Based on independent assortment, one can calculate the average makeup of neighbors of each RyR, which will depend on d. Thus in fig 21C the curve in blue is the fraction of heteromeric IT channels in a transfected Wt for which neighbors have full flux (stoichiometry 4:0 or 3:1), whereas in black is the fraction with no flux. Slight changes apply when an IT +/wt mouse is transfected. When the YS mutant plasmid is expressed, the gating parameters, rather than the current, will be changed in the model as a function of d.

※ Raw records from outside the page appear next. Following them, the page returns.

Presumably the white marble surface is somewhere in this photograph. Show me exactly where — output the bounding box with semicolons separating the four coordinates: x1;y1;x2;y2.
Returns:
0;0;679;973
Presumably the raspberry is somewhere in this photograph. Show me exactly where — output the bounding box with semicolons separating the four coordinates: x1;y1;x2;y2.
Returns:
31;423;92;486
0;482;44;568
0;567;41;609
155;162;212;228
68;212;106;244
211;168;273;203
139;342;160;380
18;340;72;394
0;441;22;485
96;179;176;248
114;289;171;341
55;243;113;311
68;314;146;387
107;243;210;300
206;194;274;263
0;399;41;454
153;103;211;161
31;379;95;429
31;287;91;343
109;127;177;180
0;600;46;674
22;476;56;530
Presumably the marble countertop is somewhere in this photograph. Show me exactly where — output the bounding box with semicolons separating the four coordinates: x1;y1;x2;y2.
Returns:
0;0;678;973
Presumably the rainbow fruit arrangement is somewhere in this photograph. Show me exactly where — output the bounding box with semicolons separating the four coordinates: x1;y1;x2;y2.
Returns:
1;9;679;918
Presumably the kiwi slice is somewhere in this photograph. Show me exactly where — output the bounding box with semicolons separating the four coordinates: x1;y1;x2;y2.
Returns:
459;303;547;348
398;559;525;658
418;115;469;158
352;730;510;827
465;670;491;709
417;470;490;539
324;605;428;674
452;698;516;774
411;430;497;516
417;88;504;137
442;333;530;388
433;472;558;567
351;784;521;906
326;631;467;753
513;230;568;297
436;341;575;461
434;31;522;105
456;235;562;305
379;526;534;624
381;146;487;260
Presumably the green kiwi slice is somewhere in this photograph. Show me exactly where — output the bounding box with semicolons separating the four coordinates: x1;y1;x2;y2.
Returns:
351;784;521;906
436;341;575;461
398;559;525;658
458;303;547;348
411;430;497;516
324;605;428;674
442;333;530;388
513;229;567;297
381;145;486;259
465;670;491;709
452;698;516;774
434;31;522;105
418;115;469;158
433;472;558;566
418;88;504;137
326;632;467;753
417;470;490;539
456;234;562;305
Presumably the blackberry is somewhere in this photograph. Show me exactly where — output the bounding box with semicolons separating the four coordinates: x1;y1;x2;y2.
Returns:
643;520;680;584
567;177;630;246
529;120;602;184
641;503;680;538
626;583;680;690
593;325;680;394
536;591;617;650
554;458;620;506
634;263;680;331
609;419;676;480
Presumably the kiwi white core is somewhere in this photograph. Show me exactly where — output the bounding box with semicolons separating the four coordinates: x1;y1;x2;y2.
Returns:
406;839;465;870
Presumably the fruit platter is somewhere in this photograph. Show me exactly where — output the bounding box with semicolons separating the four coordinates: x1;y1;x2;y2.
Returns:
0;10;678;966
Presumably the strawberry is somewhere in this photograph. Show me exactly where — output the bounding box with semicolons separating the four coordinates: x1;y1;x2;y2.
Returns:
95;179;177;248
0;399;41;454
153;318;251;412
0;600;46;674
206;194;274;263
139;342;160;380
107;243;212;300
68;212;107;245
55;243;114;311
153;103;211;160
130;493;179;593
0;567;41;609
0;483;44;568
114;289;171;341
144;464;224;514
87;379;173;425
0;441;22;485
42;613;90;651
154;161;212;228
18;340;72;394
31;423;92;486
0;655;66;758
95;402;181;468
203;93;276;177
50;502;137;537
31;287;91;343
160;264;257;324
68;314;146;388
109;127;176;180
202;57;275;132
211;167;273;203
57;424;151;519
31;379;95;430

Flux, computed for the specific neighborhood, will be confronted with flux measured locally, under a wide variety of protocols. The variety will be indeed large. In addition to changes in couplon composition, we will have the whole repertoire of challenges, including artificial sparks, conditioning pulses, variations in starter SR load; changes in Casq connection or its deletion, and many others.

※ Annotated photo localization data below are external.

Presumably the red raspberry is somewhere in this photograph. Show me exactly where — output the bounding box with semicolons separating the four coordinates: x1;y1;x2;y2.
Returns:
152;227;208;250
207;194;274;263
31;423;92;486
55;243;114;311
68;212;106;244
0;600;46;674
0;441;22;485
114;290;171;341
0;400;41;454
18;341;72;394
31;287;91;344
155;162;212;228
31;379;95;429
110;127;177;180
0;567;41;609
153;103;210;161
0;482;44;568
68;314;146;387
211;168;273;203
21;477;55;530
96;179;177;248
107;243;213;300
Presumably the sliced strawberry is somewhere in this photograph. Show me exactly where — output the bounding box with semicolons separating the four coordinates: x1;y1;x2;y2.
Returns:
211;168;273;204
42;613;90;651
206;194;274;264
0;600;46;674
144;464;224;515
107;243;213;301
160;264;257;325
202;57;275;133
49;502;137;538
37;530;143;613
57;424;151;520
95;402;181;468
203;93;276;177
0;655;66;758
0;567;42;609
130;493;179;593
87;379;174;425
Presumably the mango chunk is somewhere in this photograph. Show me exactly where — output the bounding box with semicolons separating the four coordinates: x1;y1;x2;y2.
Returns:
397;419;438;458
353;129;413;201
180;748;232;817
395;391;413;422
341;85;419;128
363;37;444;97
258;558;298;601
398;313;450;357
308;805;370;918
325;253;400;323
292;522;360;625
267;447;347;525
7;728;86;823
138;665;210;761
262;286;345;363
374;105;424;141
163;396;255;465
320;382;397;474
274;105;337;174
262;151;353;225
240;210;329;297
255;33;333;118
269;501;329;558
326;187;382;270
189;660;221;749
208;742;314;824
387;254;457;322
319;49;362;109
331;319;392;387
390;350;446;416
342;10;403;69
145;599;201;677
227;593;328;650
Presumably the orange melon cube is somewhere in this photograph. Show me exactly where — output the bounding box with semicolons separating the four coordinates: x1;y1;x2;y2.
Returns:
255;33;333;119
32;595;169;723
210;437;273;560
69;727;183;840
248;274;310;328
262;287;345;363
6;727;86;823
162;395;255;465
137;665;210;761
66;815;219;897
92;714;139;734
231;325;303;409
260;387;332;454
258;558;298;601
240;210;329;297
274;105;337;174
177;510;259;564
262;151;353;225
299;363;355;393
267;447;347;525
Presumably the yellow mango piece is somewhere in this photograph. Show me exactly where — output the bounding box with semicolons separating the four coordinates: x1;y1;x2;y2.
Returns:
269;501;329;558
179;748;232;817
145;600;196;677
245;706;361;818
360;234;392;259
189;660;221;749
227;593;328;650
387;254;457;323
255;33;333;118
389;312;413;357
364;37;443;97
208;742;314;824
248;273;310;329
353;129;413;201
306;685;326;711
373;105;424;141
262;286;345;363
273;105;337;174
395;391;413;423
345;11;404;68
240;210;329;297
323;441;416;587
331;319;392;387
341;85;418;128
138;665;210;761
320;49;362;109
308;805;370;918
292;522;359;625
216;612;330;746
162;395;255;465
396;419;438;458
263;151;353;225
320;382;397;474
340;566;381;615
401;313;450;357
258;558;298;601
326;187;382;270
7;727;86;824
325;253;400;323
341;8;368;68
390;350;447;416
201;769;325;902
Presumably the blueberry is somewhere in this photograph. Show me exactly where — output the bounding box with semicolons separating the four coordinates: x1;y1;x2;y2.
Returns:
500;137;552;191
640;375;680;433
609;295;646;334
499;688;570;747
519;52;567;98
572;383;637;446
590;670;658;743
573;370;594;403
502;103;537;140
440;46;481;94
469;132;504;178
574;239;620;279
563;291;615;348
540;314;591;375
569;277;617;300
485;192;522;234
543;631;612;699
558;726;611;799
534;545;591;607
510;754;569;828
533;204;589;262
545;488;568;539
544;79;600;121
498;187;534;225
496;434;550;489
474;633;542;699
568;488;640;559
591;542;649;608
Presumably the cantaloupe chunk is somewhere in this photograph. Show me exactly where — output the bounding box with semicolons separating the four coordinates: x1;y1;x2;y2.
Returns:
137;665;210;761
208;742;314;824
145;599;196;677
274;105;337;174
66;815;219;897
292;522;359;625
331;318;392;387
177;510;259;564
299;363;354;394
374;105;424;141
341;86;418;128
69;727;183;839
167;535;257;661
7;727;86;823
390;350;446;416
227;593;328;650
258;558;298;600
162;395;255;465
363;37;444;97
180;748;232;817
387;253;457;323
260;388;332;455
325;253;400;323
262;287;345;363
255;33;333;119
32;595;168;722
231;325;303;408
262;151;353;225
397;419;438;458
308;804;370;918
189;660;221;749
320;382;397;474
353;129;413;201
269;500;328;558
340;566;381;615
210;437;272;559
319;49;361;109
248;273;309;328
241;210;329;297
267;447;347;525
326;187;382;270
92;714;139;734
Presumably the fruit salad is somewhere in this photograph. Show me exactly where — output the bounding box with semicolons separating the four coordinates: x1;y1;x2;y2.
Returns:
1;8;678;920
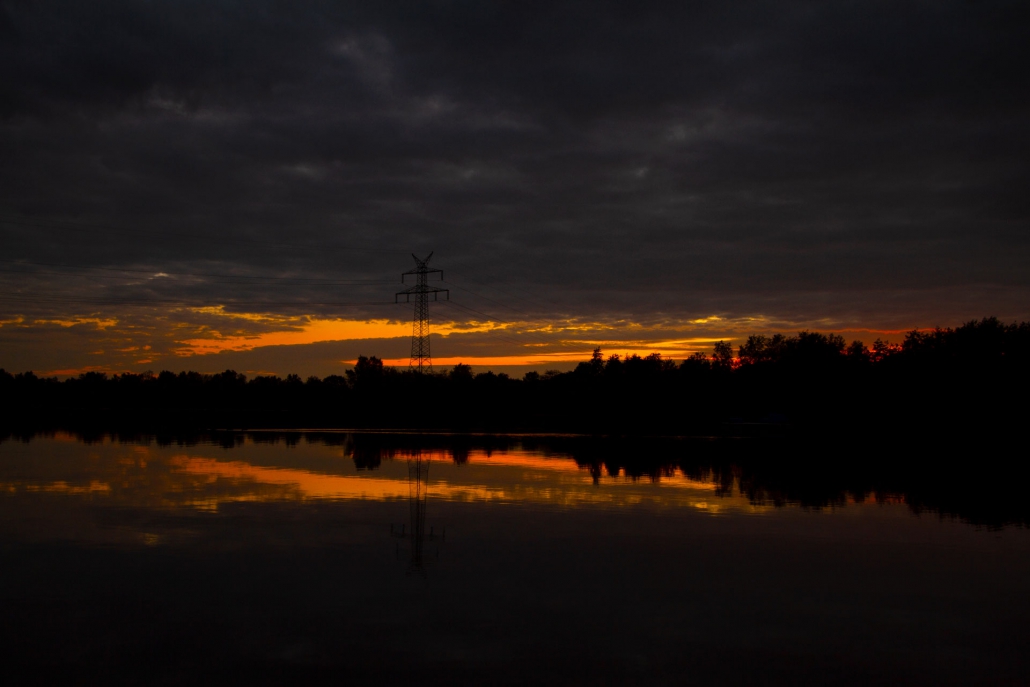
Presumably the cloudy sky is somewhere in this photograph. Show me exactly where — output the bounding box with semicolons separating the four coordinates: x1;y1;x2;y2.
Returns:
1;1;1028;377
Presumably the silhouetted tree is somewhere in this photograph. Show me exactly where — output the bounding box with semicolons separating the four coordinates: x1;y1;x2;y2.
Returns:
346;355;384;388
712;341;733;368
449;363;473;382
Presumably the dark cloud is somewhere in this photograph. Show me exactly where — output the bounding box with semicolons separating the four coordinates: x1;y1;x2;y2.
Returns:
1;0;1028;345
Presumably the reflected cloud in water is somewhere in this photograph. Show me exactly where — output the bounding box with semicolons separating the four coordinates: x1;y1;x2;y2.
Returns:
0;433;798;518
1;432;1029;686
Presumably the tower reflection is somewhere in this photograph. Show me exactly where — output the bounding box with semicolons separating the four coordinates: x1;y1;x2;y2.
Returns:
407;450;429;576
391;450;444;577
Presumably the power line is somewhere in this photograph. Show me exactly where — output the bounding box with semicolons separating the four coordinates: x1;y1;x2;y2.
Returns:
445;265;562;312
0;275;391;288
440;300;556;348
443;280;538;320
0;271;393;288
435;309;532;349
432;306;580;360
439;280;575;347
452;327;539;351
0;294;395;307
443;300;557;346
0;216;403;253
0;259;394;284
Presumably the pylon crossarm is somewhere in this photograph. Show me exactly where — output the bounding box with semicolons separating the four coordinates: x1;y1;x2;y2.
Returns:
396;288;447;301
396;283;447;292
402;266;442;276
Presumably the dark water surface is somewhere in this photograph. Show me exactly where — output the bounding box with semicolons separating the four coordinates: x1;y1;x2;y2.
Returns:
1;432;1027;686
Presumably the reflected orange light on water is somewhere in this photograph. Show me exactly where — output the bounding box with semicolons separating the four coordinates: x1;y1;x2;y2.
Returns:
0;436;906;519
165;451;741;511
11;480;112;495
170;455;511;506
464;452;586;472
464;451;722;491
172;456;409;499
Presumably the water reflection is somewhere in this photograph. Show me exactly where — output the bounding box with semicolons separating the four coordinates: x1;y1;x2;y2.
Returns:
0;430;1027;528
1;431;1029;686
0;433;771;517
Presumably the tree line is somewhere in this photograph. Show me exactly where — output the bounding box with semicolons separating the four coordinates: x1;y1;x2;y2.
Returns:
1;317;1027;436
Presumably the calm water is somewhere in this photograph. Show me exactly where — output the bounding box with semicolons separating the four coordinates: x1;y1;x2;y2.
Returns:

In the original couplon model, the SR lumen was treated as a single global compartment. This may still be adequate, since intra-SR gradients during EC coupling are very small54. However, the current version can treat JSR pools individually at each couplon, refilling from a common FSR. This may be useful for modeling release sites imaged individually (as in fig 22). As in the previous models, Ca2+ diffusion and buffering within the junctional cleft will be treated dynamically, by reaction-diffusion partial differential equations coarsely discretized on a 10 nm grid. Simulation of cell-wide responses requires thousands of stochastic runs. To reach acceptable runtimes the model has now been parallelized on a large MPI cluster. PITFALLS. There is no sure single test for allosteric activation. However, there are only a limited number of possible mechanisms by which the numeric model will reproduce sudden dips in flux and permeability, as those already seen in the YS (figs 5-7). One is CICR, but Ca2+-mediated effects are abolished with enough BAPTA, a technique that we know (e.g. 8) and will continue to use. Breaks can also be due to sudden changes in B predicted to occur upon aggregation changes in Casq, but this mechanism can be multiply disabled in the experimental context of this project. Most importantly, allosteric coupling should feature telltale nonlinearities and discontinuities in its dependence on the local concentration on altered protomers and/or tetramers. The ability to change these concentrations is, by design, the most characteristic feature of the present approach. A restatement of purpose. Every renewal seems justified to its proponent. In this case, however, we see a truly novel path ahead. Thanks to advances in the last funding periods we think we understand the basics of EC coupling, and know how to measure Ca2+ and its movements in the compartments that matter. We want to use this knowledge to understand diseases where altered Ca2+ movements are the culprit. In every cycle of this grant we held the prospect of applications (to fatigue, disease and aging) as justification for basic research. Now the promise can be realized. Because we can also use mutant channels to modify the couplon in a deliberate manner, we can address stubborn problems of basic EC coupling. We thus believe to have reached a balance between translational aspects and the questions on basic function that always guided our work.